Pretraining and Scaling Law: How Models Learn

Intuitive Engineering Research

Intuition: read the internet and learn to guess the next word

Pretraining is the foundation of LLM capabilities. The model is trained on massive text (web pages, books, code, papers) with a simple task: given preceding words, predict the next one. Through repetition, it gradually learns grammar, common sense, reasoning patterns, and world knowledge.

This is like a child learning language by listening to adults: not by being taught rules directly, but by spontaneously discovering statistical patterns from massive input. The larger the model, the more diverse the data, and the longer the training, the richer the “implicit knowledge” it acquires. Scaling laws describe the observation that model performance improves predictably with scale, data volume, and compute.

Engineering view: data, stability, and compute efficiency

In practice, the core challenge of pretraining is not “making it run,” but “making it stable, efficient, and reproducible.” Data engineering dominates: deduplication, filtering low-quality content, balancing multilingual and code ratios, and handling privacy and copyright concerns. Good data mixtures can let a smaller model outperform a larger one trained on poor data.

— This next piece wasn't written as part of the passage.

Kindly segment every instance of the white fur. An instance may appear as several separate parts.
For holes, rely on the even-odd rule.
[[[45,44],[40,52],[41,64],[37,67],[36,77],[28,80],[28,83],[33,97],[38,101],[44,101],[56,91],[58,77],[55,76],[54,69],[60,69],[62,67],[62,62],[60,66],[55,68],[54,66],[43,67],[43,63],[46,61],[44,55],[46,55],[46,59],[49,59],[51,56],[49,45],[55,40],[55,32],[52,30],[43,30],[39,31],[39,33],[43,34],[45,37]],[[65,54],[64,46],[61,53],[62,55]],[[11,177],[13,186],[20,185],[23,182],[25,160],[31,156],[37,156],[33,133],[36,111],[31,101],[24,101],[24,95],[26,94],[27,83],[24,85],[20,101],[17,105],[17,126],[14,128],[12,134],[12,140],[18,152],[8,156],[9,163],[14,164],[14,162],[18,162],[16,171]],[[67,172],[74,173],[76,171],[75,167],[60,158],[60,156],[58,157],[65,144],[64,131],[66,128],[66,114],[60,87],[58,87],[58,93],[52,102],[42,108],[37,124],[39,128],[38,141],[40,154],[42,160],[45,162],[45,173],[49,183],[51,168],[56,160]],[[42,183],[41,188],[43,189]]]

Training stability is another hurdle. Deep large models are prone to loss spikes, gradient explosions, or attention collapse. Common mitigations include learning-rate warmup, gradient clipping, mixed-precision training, normalization improvements, activation checkpointing, and model/pipeline parallelism.

Chinchilla showed that many models are under-trained on tokens for their size under a fixed compute budget. Compute-optimal training suggests that parameters and data should grow together, not just parameters alone. This is especially important for teams with limited budgets.

Research view: from empirical laws to mechanistic understanding

Scaling laws provide empirical predictive tools, but their theoretical explanations are still developing. Key questions include: why does loss follow a power law with compute? Is this universal across architectures, data distributions, and optimizers? Are there “phase transitions” beyond pure scale?

Current research directions also include: can curriculum learning accelerate convergence? How does continual pretraining learn new domains while preserving old knowledge? And what is the causal link between knowledge learned during pretraining and downstream task performance?

🔬 Open Research Questions

Key questions and research directions in this area:

1. When do Scaling Laws break down? Are there theoretical limits like "data walls" or "parameter walls"?
   Related: hoffmann2022 chinchilla
2. How to optimize compute budget allocation under resource constraints? Can small models approach large model performance with more data?
3. Do multimodal, long-context, and sparse models follow the same Scaling Laws?

References

• Scaling Laws for Neural Language Models — Jared Kaplan et al. (2020)

  OpenAI's scaling laws paper finds that language model performance (cross-entropy loss) follows power laws with model parameters, dataset size, and compute. This enables predicting large-scale training results from small experiments and provided the theoretical basis for the LLM scale-up race, directly leading to GPT-3.

• Training Compute-Optimal Large Language Models — Jordan Hoffmann et al. (2022)

  Proposes the Chinchilla scaling laws: given a fixed compute budget, model parameters and training tokens should scale equally (challenging the prior belief that parameters matter more). Chinchilla 70B outperformed Gopher 280B, redefining optimal LLM training strategy.

• Language Models are Few-Shot Learners — Tom Brown et al. (2020)

  OpenAI's GPT-3 paper demonstrates that a 175B parameter language model can perform diverse tasks through few-shot in-context learning without fine-tuning. It established the paradigm that scale unlocks emergent capabilities and launched the era of prompt engineering.

• PaLM: Scaling Language Modeling with Pathways — Aakanksha Chowdhery et al. (2022)

  Google's 540B parameter PaLM model trained on the Pathways system. The paper details training stability techniques, data mixture strategies, and observations of emergent capabilities, serving as an important reference for large-model pretraining engineering.